By Jennifer Ding     10/6/11 7:00pm

Rice Cinema screened Mira Nair's Throne of Death on Wednesday night as a prelude to the upcoming Festival of Contemporary Films from India.

The actual festival will be hosted by the Chao Center for Asian Studies from Nov. 4-6 and features three different Indian languages with English subtitles. While all films are from India, they are not specifically about the country, festival organizer and post-doctorate Ratheesh Radhakrishnan said.

"The point is not to show India, but to show cinema," he said. "These films highlight the talent and range of Indian directors beyond well-known Bollywood and Arthouse cinema productions, and India is just the context."

Graduate student Samhita Sunya said that the directors were exploring filmmaking itself without a genre of set expectations.

Two of the directors Moinak Biswas and Shalini Usha Nair are attending the screenings of their own films and will be available for question and answer sessions afterwards. Biswas is the keynote speaker for the festival and will stay at Rice for a month as a scholar in residence.

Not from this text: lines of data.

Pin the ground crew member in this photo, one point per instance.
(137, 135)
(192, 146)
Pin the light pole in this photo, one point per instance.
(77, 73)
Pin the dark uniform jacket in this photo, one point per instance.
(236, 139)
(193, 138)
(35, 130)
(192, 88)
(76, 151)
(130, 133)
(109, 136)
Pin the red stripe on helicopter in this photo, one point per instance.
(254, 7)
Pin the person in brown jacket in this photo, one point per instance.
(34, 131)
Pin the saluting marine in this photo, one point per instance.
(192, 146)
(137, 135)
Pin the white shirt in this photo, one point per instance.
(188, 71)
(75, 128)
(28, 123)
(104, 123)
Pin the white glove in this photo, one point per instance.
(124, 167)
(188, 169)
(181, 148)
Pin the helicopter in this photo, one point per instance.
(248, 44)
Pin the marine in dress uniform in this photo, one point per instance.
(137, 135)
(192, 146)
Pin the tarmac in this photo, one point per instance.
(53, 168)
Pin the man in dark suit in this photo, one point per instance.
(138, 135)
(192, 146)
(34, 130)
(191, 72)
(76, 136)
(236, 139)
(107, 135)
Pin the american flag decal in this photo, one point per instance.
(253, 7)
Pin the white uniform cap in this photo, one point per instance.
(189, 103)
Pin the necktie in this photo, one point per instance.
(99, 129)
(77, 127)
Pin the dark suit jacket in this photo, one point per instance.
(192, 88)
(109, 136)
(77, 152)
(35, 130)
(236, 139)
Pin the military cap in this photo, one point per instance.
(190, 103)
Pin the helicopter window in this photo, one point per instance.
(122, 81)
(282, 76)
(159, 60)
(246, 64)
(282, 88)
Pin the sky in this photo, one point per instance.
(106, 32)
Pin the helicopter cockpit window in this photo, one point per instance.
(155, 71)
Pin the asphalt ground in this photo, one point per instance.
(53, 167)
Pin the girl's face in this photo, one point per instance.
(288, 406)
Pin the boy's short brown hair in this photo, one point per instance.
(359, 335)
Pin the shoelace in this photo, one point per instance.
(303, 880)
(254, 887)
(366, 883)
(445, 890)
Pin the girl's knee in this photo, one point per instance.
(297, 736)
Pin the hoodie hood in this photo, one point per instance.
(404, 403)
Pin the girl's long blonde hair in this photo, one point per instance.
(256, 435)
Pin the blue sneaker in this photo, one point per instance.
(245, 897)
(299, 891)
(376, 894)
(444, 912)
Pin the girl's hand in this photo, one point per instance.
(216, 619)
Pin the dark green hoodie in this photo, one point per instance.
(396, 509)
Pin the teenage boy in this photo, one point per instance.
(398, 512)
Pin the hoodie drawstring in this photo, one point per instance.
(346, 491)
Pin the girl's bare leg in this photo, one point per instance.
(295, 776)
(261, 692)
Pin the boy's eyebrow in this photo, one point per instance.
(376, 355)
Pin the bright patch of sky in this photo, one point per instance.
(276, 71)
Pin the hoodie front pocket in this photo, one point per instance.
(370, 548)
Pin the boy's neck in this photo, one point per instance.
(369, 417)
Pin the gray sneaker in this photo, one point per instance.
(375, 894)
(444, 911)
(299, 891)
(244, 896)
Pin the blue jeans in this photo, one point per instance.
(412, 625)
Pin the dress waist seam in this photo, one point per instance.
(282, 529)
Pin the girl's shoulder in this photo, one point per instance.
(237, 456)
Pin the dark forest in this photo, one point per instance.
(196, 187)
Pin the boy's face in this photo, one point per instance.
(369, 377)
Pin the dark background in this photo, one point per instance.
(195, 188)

The seven films come from diverse genres and time periods. Radhakrishnan and Sunya describe them as an urban tale, dark comedy, folk tale, psychological drama, a child's film with a twist, and lastly, a combination of rap music video, pornography, and independent film.

This final description refers to director Q's film Asshole, a movie about expressing the angst of youth through rap. Asshole will not be released in India due to the level of profanity and sexual content it contains.

Within, by director Shalini Usha Nair, is another film that will be featured. It is about a man who starts to believe that his wife is a yakshi, a mythical female who seduces men, drinks their blood, and leaves nothing but their nails and hair.

All of the films will be screened at the Rice Cinema, which is located in the Rice Media Center.

"The festival will help "supplement the widespread knowledge of Bollywood," Sunya said. "These films show the many other possibilites that exist."